The intelligence report, detailed in a New York Times story, concluded that city officials in Wuhan and in Hubei Province, where the virus first emerged, attempted to hide the information from the central Chinese government.

The findings lend credence to reports from news organisations at the time and to assessments by experts on the Chinese government's methods of operation.

US officials claim that local officials withholding information from the central government is not uncommon. They said that local officials fear reprisal from Beijing for situations that might be viewed as failures.

Donald Trump has long claimed that China attempted to cover up the early spread of the virus, and has demanded reprisal for doing so. Mr Trump recently pulled the US out of the World Health Organisation after issuing an ultimatum to the organisation demanding it hold China accountable for the pandemic.
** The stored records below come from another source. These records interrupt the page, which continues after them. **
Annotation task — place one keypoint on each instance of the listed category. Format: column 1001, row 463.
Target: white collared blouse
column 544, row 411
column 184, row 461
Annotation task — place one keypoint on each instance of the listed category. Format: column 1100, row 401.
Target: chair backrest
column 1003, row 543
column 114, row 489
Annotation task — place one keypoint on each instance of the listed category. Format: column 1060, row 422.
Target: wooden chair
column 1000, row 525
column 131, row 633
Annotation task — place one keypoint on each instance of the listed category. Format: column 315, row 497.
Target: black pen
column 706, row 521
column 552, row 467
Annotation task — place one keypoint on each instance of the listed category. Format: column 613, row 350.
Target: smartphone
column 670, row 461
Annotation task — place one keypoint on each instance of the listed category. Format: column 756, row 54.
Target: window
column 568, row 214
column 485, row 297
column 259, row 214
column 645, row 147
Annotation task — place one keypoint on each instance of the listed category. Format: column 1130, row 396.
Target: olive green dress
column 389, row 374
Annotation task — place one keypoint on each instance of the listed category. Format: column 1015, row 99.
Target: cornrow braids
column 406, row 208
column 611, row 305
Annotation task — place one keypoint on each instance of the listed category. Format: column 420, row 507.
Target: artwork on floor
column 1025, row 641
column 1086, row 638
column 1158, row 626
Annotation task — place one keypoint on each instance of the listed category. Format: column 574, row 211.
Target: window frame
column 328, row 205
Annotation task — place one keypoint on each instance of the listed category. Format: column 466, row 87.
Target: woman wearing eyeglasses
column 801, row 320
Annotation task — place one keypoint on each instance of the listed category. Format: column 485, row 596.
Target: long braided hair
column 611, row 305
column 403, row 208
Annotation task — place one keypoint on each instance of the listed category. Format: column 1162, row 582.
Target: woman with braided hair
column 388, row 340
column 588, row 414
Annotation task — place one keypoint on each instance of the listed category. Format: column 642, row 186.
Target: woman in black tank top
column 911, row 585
While the new report does not invalidate Mr Trump's claims, it does suggest the situation is more complex than a simple Beijing-led cover-up.

The Trump administration has attacked China over the virus since the pandemic took route in the US.

Secretary of State Mike Pompeo has accused China of sending healthcare equipment to struggling countries as an attempt at saving face, accusing them of a "Communist cover-up of that virus." He also held up a G8 summit when he demanded the gathered delegates refer to the coronavirus as the "Wuhan virus." The delegates refused to do so.

Mr Trump's attacks against China are not restricted to the virus.

The Trump administration claimed in April that China was conducting "low-yield" nuclear weapon tests underground, and US negotiators demanded that China be included in any future arms control treaties during a meeting with Russian negotiators in Vienna over the summer.

As the economic situation in the US inflamed by the coronavirus continues to worsen, some experts fear China may be positioning itself to be the world's dominant economic superpower.

Former Federal Reserve Chairman Alan Greenspan warned that the US economy has "lost its way" while China has seen success.

"China is endeavouring to wrench global hegemony from the United States," Mr Greenspan wrote in a blog post. "The resurgence of the virus in the US threatens to forestall our economic recovery. And as political tensions heat up between the world's two largest economies, the balance of power that will result is still unclear, but becoming of increasingly greater concern by the day."